They claimed that these would be reality in a century`s time (by 2075), but the first of these was already a reality - for in 1970 Panasonic had started to retail a pocket sized television, and Sinclair soon brought out a rival. Whilst the shaving cream that dissolves whiskers simply sounds like the sort of waxes that ladies have used for many centuries, right back to the time of Ancient Egypt. However travelling at the speed of light (299,792,458 metres per second) has not yet been attained, and probably never will be - though we must remember that until 1947 it was thought impossible to break the sound barrier.

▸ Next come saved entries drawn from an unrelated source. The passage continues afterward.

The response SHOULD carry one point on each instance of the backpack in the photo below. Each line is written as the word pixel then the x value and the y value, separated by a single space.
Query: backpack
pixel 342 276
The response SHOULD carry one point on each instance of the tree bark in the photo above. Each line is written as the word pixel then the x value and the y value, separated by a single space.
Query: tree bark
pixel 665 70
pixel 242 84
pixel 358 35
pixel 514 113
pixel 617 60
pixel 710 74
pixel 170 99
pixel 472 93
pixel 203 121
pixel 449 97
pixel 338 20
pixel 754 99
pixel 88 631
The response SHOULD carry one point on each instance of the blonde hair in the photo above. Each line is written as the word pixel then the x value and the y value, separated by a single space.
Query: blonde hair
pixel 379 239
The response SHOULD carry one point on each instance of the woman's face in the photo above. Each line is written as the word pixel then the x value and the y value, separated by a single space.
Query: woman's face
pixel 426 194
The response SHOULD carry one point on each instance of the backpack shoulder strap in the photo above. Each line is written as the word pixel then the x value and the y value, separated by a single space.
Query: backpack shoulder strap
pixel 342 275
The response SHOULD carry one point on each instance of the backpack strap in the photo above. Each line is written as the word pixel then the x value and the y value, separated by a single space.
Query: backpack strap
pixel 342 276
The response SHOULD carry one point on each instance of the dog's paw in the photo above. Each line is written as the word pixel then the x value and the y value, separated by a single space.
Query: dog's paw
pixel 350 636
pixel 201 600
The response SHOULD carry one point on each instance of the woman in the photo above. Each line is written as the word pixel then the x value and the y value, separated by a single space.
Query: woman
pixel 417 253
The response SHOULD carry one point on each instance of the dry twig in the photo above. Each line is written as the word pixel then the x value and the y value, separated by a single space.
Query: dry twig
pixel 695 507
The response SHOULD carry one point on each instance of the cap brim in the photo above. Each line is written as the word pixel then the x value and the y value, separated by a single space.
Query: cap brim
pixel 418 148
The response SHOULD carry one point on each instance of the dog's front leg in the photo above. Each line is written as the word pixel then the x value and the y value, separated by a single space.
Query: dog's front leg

Note that we only have one reference code, because as this set is post 1970, it does not appear in our updated British Trade Index. The code we use comes from our vintage volume, RB31, the British Trade Index Part III, which was published in 1986. The text is also a bit sparse, for even the measurements appear in the header (68 x 37), it just reads :
INVENTORS AND INVENTIONS. Nd. (50). Issued 1975 ... BRM-51
There was a special album, which cost 8d. and a wallchart. Do note that there are two different versions of the order form. The original was stapled in to the album as the centre spread, but there is a second which was obtained from Brooke Bond, maybe even returned with your order of missing odds. Both, confusingly, are printed in red - so the best way to tell them apart is by the staple marks at the fold, because the second version was never inserted into an album. And often, but not always, the second version has a number on the back so that Brooke Bond could tell if you ordered more odds or sets at a later date.